Specialist resources are to support local policing teams across Fife in the run up to Bonfire Night after figures showed deliberate fire setting hitting a five-year high last year.
Officers across the country experienced high volumes of calls relating to disorder, damage and violence in the weeks before Halloween and November 5 last year but Police Scotland has pledged to ensure additional specially-trained officers will support the large number of local officers expected to be involved.
Communities in Fife will be a particular focal point after statistics revealed there were 860 instances of deliberate fire setting in 2017/18, up sharply from 761 the previous year and the 719 recorded in 2013/14.
Incidents rose by 45% in the Levenmouth area alone from 2016/17 to 2017/18, up from 143 to 207, so areas such as Leven, Methil and Buckhaven can anticipate more police patrols.
Police Scotland’s assistant chief constable Paul Anderson said: “What we want is to make it clear to our communities that the level of disorder witnessed last year cannot, and will not, be tolerated.
“Members of the public saw their vehicles and other items of property destroyed and emergency service personnel were the victims of attacks that put their safety and wellbeing at serious risk.
“To prevent similar incidents arising this year, a range of specialist police resources have been earmarked to provide additional capabilities to local policing teams throughout the country.
“Each local division is still responsible for the planning and deployment of their officers in their area, but has the reassurance of having specially-trained national assets at their disposal in the event of any serious incidents arising.

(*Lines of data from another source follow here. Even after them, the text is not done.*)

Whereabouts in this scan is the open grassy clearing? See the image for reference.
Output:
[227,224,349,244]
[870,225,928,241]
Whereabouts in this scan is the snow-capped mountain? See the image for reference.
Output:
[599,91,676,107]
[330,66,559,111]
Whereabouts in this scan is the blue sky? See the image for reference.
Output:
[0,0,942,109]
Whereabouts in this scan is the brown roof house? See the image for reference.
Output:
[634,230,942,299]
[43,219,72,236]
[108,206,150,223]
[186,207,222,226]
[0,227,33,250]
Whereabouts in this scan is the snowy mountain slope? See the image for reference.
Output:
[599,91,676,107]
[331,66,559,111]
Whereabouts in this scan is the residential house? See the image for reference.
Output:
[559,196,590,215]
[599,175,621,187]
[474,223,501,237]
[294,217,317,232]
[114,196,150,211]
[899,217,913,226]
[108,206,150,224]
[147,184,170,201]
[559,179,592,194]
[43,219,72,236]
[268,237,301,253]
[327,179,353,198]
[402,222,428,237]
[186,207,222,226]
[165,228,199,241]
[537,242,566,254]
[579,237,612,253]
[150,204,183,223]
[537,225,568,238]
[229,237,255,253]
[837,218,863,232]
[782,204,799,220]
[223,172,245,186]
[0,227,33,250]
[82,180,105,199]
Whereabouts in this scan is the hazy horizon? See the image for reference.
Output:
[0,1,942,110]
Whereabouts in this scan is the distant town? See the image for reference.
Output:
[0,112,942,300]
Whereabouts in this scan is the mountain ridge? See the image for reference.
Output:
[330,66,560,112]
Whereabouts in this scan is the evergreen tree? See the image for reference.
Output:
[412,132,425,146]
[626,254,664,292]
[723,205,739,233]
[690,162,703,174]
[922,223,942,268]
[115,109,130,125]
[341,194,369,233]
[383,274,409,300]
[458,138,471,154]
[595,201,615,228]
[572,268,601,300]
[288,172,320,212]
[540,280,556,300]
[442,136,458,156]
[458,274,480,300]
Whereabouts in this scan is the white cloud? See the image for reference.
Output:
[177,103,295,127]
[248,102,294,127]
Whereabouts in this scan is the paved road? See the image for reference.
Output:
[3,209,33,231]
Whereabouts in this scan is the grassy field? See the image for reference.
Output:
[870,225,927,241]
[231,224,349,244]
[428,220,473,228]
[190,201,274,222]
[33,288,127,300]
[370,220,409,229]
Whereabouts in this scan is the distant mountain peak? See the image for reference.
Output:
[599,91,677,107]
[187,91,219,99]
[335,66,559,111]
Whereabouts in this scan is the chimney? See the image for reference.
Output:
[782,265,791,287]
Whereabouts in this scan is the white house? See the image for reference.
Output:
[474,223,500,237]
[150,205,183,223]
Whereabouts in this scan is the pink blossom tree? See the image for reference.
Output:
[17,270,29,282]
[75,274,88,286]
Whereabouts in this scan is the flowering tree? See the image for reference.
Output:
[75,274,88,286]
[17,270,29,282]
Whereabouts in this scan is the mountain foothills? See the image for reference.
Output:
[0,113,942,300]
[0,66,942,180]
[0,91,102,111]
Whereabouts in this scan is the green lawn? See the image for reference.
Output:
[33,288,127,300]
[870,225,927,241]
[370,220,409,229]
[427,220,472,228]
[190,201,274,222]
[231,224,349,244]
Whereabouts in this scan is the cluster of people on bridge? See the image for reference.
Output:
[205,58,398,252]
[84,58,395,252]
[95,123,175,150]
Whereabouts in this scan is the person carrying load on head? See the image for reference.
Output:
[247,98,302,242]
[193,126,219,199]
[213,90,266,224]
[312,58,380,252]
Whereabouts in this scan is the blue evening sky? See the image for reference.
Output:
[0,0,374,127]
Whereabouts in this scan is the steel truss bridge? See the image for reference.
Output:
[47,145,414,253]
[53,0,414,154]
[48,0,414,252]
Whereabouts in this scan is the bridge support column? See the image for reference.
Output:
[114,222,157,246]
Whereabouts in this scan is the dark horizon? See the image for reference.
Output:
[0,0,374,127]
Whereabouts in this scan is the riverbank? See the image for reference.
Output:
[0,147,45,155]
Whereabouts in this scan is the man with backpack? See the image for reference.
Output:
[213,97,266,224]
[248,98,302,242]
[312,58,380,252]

“Police Scotland is committed to protecting the public, as well as our own staff, and the benefit of a single force is the ability to call upon specialist resources and officers to support local policing.”

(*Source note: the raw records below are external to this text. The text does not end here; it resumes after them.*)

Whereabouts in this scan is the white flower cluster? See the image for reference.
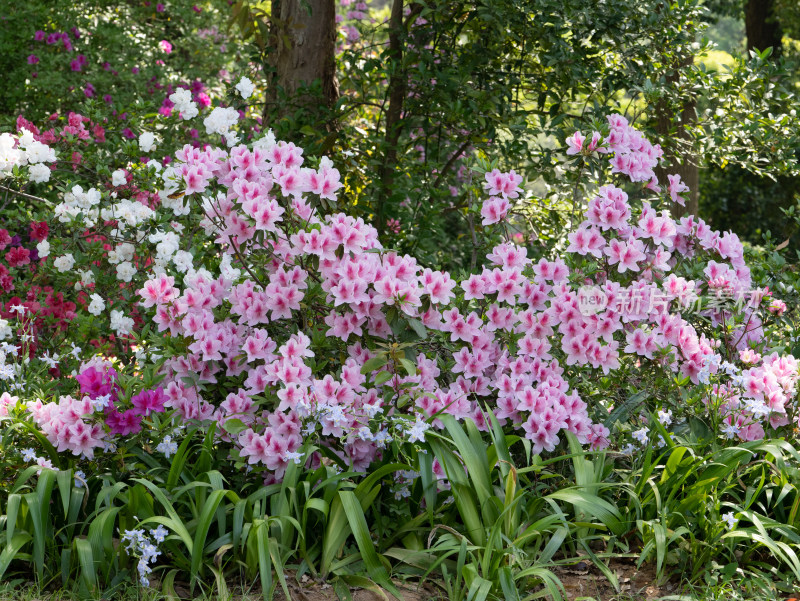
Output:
[0,129,56,183]
[86,293,106,315]
[0,319,14,340]
[169,88,198,121]
[156,436,178,459]
[158,167,191,216]
[53,253,75,273]
[122,524,169,586]
[54,186,100,227]
[203,106,239,146]
[148,230,181,273]
[111,169,128,186]
[139,131,156,152]
[111,308,133,336]
[100,198,155,230]
[108,242,137,282]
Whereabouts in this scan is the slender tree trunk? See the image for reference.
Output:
[264,0,339,122]
[744,0,783,57]
[655,55,700,218]
[375,0,407,232]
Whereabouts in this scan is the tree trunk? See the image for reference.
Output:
[264,0,339,123]
[744,0,783,57]
[375,0,407,233]
[655,55,700,219]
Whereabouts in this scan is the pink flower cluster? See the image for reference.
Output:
[27,360,167,459]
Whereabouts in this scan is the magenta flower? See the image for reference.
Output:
[75,367,117,399]
[106,408,142,436]
[131,387,167,417]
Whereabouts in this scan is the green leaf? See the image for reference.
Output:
[361,357,388,375]
[408,317,428,340]
[339,490,402,600]
[375,371,393,386]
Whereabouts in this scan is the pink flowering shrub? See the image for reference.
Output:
[0,100,797,488]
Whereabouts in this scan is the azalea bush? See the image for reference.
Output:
[0,79,798,590]
[5,85,797,478]
[0,0,241,123]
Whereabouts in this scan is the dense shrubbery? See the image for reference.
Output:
[0,82,797,594]
[0,3,800,599]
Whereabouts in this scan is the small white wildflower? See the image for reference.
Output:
[111,169,128,186]
[86,293,106,315]
[236,77,256,100]
[139,131,156,152]
[631,428,647,444]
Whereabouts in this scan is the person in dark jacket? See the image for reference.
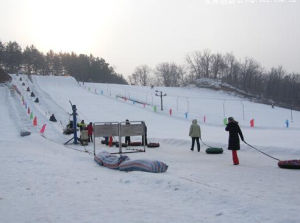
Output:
[49,114,57,122]
[87,122,93,142]
[225,117,244,165]
[189,119,201,152]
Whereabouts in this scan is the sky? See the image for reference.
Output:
[0,0,300,77]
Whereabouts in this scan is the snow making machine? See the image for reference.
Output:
[93,121,146,155]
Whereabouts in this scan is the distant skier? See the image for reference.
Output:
[189,119,201,152]
[87,122,93,142]
[49,114,57,122]
[125,119,130,145]
[225,117,244,165]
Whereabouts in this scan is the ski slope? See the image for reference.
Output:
[0,75,300,223]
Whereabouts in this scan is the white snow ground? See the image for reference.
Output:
[0,75,300,223]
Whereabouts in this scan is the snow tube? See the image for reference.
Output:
[129,142,142,146]
[20,130,31,137]
[119,160,168,173]
[115,142,127,147]
[206,147,223,154]
[94,152,129,169]
[101,140,108,145]
[278,160,300,169]
[147,142,160,148]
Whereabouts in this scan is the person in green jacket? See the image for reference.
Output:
[189,119,201,152]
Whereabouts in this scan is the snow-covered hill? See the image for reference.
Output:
[0,75,300,223]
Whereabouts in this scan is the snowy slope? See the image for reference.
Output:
[0,76,300,223]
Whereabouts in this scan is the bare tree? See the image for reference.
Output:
[186,49,212,79]
[128,65,151,86]
[211,53,226,79]
[155,63,185,87]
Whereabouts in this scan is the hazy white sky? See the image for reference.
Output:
[0,0,300,76]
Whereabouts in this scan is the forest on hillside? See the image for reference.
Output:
[129,50,300,110]
[0,41,127,84]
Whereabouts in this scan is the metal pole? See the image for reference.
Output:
[186,98,190,112]
[241,102,245,120]
[160,92,164,111]
[291,105,293,122]
[93,123,96,156]
[72,105,78,144]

Figures from the Scottish Fire and Rescue Service noted year-on-year increases in both primary and secondary deliberate fire setting in four of Fife’s seven area committee areas.

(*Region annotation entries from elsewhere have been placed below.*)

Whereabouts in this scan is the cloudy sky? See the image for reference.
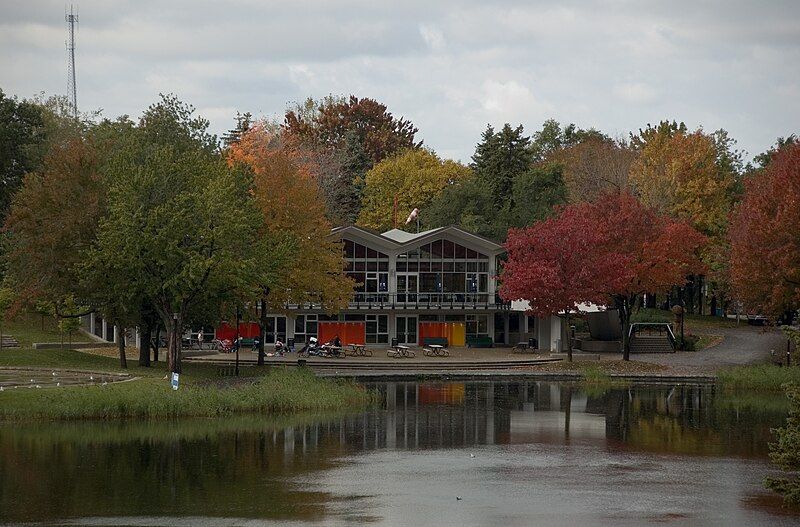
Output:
[0,0,800,161]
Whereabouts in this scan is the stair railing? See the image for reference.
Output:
[628,322,676,351]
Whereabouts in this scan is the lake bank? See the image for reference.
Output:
[0,380,796,526]
[0,349,372,421]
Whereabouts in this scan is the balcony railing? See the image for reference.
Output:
[286,292,511,310]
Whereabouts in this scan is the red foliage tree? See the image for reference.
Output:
[500,193,705,360]
[729,144,800,316]
[500,206,622,361]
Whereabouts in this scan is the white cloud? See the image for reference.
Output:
[481,80,550,122]
[0,0,800,160]
[419,24,445,51]
[614,82,657,104]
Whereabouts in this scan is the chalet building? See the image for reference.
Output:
[278,226,561,350]
[86,226,561,351]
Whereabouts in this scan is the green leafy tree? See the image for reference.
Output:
[753,134,800,169]
[58,296,86,348]
[82,96,271,372]
[4,130,106,313]
[530,119,610,163]
[283,95,422,222]
[510,163,567,227]
[358,149,471,231]
[0,90,44,218]
[470,123,532,213]
[420,175,500,240]
[0,286,16,350]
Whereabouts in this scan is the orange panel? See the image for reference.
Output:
[317,322,367,345]
[419,322,465,346]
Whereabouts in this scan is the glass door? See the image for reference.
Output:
[397,273,419,304]
[395,315,417,346]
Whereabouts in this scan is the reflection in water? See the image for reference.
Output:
[0,382,786,524]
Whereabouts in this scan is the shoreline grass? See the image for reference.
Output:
[0,369,373,421]
[0,348,375,421]
[717,364,800,392]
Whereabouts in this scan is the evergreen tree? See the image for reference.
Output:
[471,123,532,211]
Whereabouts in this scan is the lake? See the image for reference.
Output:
[0,381,800,527]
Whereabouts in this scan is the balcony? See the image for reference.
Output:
[286,292,511,311]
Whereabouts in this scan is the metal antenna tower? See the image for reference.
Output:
[64,4,78,118]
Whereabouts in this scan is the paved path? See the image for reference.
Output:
[631,325,786,372]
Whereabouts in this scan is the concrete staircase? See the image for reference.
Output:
[631,335,675,353]
[3,335,19,348]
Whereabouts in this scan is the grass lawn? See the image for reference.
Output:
[0,369,372,420]
[0,319,374,421]
[631,308,746,331]
[717,364,800,393]
[3,315,68,348]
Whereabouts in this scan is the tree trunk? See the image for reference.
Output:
[620,306,631,360]
[153,324,161,362]
[116,324,128,369]
[562,310,572,362]
[258,298,267,366]
[139,322,152,368]
[164,315,183,373]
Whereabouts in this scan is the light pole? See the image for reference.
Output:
[234,306,241,377]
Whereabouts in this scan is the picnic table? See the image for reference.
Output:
[386,344,416,359]
[321,344,347,359]
[422,344,450,357]
[348,344,372,357]
[511,342,536,353]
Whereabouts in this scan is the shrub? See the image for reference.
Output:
[765,384,800,505]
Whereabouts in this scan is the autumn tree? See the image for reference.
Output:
[730,143,800,316]
[4,130,106,312]
[358,149,471,231]
[571,192,706,360]
[283,95,422,221]
[501,193,705,360]
[629,121,740,310]
[227,124,355,364]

Levenmouth saw the biggest rise, but call-outs also went up from 101 to 137 in Dunfermline, 85 to 118 in South West Fife and from 50 to 51 in North East Fife.
Incidents fell from 146 to 128 in Cowdenbeath, 138 to 132 in Kirkcaldy and 98 to 87 in Glenrothes.
Primary fires involve property and include buildings, caravans, motor vehicles and plant and machinery, while secondary fires are deemed less serious in that they involve the burning of rubbish, grass and derelict properties.